Powered by Adobe’s Firefly generative AI model, these features are available for commercial use and allow users to quickly add to, remove from, or expand an image using text-based descriptions in over 100 languages, all while matching the original image’s lighting conditions and perspective.
Photoshop on the web also provides many of its desktop equivalent’s most commonly used tools but with a redesigned layout that provides new Photoshop users with a more “streamlined” user experience. This includes the Contextual Task Bar feature — which suggests the most relevant steps to take in your workflow — that was added to the desktop Photoshop app earlier this year.
Tools that share similar workflows — like those used to select objects and retouch images — are named and grouped together on the toolbar to make the software easier to navigate. This view can be disabled for experienced creatives who prefer the look of the desktop version of Photoshop’s user interface. Adobe says that desktop features like the patch tool, pen tool, smart object support, polygonal lasso, and more will be added “soon.”
Photoshop on the web also enables users to invite others to collaborate on projects and allows those without an active Photoshop description to view and comment on files.

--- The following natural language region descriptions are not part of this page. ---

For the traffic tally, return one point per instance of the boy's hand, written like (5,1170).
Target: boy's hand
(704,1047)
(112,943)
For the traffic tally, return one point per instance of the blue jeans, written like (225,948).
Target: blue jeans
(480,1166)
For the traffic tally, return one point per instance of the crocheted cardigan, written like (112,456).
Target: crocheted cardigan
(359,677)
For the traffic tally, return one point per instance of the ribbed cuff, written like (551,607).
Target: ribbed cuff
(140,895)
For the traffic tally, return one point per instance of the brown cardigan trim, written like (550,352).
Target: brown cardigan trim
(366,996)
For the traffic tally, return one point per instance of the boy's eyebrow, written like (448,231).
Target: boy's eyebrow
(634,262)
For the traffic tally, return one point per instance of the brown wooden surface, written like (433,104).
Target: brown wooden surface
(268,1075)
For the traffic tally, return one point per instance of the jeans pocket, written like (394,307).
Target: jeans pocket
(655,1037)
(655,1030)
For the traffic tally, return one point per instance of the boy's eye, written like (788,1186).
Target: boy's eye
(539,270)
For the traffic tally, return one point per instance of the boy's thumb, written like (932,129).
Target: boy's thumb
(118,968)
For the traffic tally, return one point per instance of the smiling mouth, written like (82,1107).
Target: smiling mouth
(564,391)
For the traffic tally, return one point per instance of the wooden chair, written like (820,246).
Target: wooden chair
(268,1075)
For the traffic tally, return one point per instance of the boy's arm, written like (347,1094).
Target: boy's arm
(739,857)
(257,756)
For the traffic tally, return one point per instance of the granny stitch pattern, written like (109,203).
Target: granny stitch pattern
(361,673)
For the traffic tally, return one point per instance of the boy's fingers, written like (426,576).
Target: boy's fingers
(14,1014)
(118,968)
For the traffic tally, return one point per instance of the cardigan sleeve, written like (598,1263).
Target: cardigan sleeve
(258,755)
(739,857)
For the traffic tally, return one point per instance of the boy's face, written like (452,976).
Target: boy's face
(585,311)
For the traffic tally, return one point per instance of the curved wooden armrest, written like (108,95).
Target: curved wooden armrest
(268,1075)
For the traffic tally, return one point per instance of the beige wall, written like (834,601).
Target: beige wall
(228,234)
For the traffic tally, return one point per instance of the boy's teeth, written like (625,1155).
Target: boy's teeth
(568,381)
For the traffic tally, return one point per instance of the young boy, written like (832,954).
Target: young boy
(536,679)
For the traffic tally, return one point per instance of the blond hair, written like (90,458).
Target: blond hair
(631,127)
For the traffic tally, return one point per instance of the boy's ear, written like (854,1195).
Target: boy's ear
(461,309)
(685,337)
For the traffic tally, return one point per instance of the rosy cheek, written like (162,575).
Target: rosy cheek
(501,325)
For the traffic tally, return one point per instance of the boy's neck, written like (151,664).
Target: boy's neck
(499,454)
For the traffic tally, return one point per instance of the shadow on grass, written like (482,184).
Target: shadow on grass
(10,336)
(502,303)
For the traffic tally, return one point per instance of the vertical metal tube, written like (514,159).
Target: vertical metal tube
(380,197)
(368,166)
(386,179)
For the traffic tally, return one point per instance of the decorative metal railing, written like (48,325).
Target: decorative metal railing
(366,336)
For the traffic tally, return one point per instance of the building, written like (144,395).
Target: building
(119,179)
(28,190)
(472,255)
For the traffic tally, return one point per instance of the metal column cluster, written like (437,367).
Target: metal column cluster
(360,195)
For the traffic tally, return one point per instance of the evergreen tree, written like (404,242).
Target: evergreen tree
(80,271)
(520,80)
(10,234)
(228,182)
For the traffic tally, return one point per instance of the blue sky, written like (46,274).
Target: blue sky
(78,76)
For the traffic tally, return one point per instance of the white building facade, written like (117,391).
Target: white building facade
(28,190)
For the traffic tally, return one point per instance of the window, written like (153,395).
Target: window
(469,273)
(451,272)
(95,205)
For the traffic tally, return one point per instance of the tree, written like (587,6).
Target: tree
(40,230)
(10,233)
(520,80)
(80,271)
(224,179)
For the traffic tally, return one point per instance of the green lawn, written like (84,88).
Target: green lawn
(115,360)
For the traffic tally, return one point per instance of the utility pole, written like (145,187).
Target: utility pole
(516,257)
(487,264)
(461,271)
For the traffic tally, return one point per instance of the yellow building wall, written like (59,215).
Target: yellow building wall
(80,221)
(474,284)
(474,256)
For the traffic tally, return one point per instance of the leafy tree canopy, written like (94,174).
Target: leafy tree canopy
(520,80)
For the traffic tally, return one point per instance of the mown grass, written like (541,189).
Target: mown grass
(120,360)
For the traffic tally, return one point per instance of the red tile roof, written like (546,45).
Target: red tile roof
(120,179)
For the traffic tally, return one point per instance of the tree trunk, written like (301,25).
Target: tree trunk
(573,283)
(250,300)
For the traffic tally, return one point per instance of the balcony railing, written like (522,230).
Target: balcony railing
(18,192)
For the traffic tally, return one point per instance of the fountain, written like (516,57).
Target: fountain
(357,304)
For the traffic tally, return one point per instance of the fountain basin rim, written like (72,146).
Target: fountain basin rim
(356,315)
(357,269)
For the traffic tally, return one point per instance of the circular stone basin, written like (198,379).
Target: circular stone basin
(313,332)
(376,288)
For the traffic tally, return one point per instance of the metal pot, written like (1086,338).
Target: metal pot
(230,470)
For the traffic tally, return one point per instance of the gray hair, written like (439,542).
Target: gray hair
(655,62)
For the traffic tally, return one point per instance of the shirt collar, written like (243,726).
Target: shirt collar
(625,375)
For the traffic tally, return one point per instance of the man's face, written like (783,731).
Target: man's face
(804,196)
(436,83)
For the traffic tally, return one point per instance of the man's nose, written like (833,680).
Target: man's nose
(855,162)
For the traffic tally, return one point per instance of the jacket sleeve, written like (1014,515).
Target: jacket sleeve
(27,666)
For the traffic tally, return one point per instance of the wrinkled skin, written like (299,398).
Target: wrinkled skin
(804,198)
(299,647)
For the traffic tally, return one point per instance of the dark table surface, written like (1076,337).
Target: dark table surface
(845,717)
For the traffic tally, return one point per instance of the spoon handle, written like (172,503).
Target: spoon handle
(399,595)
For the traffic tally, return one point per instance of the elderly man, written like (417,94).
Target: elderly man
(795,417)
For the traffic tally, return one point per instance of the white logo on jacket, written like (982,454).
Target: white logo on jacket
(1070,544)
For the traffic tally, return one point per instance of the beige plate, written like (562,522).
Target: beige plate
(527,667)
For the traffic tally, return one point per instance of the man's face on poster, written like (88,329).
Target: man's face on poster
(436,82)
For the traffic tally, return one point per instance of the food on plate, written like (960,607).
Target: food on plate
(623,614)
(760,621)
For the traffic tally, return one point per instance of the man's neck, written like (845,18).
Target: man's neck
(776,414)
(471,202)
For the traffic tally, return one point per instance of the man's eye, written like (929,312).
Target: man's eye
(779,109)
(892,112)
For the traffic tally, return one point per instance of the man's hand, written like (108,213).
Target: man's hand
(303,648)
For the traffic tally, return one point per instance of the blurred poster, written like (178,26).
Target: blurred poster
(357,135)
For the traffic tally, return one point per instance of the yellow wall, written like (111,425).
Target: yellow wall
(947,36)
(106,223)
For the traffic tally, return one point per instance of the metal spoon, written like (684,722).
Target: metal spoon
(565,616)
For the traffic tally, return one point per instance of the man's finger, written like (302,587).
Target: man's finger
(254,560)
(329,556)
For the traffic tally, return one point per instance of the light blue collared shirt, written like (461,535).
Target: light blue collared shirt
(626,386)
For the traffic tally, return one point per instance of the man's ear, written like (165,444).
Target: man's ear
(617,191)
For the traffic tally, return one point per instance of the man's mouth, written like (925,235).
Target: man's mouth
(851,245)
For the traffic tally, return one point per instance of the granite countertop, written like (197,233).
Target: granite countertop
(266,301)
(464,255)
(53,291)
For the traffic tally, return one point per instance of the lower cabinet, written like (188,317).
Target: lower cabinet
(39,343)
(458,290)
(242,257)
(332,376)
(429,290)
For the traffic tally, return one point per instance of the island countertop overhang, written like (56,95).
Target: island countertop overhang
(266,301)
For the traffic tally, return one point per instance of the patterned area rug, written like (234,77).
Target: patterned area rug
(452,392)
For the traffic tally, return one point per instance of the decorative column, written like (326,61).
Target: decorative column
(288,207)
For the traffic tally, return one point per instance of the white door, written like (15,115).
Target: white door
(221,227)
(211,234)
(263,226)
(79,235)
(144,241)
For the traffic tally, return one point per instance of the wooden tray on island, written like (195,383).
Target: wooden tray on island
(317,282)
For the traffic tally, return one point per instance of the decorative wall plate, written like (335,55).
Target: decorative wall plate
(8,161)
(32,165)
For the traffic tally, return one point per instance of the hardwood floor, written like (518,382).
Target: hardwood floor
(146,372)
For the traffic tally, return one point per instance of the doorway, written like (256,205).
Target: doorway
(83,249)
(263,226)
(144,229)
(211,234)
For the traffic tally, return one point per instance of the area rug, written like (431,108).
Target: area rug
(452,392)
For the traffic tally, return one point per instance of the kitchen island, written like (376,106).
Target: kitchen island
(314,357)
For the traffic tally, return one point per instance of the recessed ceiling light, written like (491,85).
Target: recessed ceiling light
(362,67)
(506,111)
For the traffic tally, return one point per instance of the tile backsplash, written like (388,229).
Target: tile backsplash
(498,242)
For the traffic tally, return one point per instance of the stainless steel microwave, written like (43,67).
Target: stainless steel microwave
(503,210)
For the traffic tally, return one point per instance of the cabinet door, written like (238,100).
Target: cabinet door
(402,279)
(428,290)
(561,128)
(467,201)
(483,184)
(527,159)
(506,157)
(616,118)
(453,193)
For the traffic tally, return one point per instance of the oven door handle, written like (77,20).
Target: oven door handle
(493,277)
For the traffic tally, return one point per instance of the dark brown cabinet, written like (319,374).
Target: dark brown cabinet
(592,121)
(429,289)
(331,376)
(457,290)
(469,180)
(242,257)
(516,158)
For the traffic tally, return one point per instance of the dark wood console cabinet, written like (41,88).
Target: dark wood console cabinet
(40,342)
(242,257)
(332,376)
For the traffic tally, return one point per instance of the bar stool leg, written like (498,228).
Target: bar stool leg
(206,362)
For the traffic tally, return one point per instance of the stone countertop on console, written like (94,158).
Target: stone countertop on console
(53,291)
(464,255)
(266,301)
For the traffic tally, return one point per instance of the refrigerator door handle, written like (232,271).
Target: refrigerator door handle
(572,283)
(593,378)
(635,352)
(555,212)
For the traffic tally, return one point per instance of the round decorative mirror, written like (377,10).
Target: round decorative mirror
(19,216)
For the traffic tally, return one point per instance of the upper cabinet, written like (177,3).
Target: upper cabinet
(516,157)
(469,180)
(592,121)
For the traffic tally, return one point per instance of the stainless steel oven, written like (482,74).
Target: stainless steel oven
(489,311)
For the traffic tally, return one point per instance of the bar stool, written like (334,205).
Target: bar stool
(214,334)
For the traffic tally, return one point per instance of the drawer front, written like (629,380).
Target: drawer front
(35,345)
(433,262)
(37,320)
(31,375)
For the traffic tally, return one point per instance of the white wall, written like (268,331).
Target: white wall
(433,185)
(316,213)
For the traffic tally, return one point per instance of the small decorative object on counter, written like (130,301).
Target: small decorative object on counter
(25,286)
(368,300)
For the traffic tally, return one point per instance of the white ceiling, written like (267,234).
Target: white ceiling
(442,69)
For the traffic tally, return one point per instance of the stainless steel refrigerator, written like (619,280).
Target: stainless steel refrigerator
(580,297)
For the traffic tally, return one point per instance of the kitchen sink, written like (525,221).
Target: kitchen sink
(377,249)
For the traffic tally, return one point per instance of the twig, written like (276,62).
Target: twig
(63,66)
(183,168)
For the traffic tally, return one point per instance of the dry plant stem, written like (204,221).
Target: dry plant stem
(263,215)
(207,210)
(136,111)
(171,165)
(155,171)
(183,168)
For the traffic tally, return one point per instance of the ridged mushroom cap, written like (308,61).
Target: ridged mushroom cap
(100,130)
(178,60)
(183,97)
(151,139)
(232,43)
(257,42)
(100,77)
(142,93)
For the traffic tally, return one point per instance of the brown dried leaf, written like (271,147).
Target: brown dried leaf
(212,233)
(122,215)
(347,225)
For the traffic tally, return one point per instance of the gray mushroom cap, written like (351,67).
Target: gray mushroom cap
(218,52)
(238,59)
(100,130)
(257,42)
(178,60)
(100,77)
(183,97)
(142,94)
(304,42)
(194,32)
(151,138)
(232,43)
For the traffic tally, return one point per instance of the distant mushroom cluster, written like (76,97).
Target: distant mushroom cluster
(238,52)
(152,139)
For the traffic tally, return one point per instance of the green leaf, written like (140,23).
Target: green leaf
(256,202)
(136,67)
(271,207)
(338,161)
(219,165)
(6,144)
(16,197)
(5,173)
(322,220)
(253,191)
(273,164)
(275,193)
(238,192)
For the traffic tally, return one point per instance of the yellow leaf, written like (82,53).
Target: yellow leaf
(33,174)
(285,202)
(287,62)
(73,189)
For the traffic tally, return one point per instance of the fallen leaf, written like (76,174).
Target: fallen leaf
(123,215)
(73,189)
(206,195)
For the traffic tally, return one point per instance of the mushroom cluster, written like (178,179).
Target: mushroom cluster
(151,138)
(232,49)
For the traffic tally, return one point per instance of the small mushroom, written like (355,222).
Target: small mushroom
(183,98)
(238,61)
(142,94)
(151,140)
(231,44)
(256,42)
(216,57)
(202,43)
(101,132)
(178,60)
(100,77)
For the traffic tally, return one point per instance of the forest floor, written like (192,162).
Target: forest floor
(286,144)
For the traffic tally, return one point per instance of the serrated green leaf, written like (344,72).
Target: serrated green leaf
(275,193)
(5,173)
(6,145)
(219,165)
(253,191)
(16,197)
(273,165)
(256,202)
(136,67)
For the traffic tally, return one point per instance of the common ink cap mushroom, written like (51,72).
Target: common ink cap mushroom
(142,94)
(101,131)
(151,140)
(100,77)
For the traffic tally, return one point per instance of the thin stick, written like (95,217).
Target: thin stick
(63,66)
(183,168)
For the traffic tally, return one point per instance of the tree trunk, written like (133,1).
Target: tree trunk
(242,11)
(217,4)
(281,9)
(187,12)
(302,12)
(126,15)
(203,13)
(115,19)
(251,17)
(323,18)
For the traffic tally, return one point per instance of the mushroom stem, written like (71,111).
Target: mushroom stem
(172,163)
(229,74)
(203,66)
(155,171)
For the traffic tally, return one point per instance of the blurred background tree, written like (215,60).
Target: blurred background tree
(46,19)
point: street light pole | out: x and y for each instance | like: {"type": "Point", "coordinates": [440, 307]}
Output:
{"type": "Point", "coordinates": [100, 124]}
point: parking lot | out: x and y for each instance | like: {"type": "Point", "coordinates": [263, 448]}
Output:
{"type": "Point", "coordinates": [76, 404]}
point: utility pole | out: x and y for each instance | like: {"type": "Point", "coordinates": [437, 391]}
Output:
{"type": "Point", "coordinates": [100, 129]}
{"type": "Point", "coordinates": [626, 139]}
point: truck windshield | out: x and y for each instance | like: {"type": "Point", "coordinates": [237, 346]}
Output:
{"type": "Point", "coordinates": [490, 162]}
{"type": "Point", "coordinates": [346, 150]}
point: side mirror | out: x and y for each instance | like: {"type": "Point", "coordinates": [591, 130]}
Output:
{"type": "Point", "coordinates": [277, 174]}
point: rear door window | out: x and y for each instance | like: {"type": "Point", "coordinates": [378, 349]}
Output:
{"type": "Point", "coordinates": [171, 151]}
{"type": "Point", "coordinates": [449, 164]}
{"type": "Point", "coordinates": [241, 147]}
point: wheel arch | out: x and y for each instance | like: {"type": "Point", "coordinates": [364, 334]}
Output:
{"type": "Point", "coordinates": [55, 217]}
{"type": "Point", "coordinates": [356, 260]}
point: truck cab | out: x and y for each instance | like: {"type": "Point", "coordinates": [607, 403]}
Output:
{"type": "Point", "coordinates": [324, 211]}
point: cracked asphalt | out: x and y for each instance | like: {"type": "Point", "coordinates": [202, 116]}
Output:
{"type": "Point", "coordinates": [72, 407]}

The web-based Photoshop service is included as part of all Photoshop paid plans (which start at $9.99 per month) and will not be available as a free-to-use experience at launch. Adobe started testing a “freemium” version of its Photoshop for the web experience in June last year after the initial beta release of Photoshop for the web in 2021.
The company previously said that it hoped to offer a free version of the service that provided most of Photoshop’s core desktop functions. But Ashley Still, Adobe’s senior vice president of digital media, has now told The Verge that the creative software giant “does not have immediate plans for a freemium offering” and that new users can instead check out Photoshop on the web through “free interactive demos and in-app tutorials” on Adobe’s website before committing to a subscription.